Thu Apr 23 15:09:28 CEST 2015

Dear all,

I believe I have found a bug in rlm in the MASS package. Specifically, the scale estimate can be wrong when there are no outliers. The following code snippet is an example:

dose <- c(0,1,2,0,1,2)
response <- c(0.659,1.633,3.621,1.803,3.093,4.424)
line <- c(1,1,1,2,2,2)
k2 <- seq(1.5,5,by=0.01)
repNA <- rep(NA,length(k2))
scale <- repNA
niter <- repNA
for (i in 1:length(k2)){
  rlm.fit <- rlm(response~dose+factor(line), psi=psi.huber,k=1.345,
                         scale.est="proposal 2",k2=k2[i])
  scale[i] <- rlm.fit$s
  niter[i] <- length(rlm.fit$conv)

For this dataset there are no outliers, so I would expect the scale to be a smooth function of k2 once k2 is reasonably large, certainly for k2 > 2. However, there is a funny jump in the scale estimate around k2 = 2.4, just at the point where the number of iterations to convergence falls from 3 to 1.

Looking at the source code, it appears that on each iteration, the scale is updated, then the parameters, and then a check for convergence is carried out just for the parameters, not the scale.
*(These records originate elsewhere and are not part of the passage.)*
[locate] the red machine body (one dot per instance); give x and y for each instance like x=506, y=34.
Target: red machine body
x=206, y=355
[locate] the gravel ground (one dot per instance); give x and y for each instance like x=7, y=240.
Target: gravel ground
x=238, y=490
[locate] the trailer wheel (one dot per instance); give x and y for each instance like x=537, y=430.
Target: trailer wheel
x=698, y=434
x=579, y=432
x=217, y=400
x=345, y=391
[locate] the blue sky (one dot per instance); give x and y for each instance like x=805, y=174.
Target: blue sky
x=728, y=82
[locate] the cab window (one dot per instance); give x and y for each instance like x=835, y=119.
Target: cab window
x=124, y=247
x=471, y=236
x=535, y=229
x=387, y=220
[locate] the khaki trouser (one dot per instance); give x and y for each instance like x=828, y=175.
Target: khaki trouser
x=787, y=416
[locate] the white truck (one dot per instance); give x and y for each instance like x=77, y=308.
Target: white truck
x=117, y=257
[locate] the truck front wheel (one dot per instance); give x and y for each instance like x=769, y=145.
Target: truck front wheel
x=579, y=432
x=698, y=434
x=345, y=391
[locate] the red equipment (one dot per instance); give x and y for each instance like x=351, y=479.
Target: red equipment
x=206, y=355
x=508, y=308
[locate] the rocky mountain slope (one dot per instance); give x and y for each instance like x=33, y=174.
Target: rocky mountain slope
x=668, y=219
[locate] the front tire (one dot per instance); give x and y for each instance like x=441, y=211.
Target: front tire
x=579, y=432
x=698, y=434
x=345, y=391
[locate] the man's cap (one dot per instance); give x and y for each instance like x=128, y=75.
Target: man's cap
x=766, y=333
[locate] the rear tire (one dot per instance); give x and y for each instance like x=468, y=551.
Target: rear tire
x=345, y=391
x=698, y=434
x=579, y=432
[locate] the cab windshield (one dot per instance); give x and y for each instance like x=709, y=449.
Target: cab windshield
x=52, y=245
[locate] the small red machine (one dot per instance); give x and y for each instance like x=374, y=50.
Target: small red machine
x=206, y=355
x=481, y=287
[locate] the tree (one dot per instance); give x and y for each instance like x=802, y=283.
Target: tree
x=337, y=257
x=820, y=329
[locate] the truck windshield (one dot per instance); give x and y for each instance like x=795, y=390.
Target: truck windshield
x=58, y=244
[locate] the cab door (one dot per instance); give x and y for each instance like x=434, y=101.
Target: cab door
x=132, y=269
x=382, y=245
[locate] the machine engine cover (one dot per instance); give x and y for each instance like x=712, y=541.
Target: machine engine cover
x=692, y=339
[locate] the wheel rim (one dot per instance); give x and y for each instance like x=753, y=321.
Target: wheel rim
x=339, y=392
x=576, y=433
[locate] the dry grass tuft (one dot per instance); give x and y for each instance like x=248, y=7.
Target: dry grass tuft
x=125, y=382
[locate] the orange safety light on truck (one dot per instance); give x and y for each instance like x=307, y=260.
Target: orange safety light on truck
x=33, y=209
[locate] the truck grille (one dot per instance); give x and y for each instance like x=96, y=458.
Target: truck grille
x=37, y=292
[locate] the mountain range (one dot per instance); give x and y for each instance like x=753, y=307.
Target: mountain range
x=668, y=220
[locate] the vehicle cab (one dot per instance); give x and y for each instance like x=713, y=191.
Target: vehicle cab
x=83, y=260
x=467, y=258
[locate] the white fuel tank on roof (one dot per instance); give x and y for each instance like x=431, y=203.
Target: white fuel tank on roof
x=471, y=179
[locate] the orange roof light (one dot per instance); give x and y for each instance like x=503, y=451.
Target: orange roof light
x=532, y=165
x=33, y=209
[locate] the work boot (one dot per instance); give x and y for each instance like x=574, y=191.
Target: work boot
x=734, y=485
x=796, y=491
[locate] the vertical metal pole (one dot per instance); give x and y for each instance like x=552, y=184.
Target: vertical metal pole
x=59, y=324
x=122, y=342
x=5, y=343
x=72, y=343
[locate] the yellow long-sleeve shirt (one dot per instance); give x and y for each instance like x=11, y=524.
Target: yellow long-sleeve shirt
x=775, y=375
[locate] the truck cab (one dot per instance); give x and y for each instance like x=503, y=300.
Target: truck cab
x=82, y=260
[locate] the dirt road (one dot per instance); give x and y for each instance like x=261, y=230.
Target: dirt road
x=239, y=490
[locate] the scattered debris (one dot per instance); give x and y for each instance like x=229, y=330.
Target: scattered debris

So I would guess that in the range around k2=2.5 convergence is being reached when in fact the scale estimate hasn't converged.

I am using MASS version 7.3-33 and R version 3.1.0 on Windows.

I am not sure how common this issue is but there does not seem to be anything special about my dataset so it could be quite generic. Am I right that this is a bug?

Many thanks,
Francis Bursa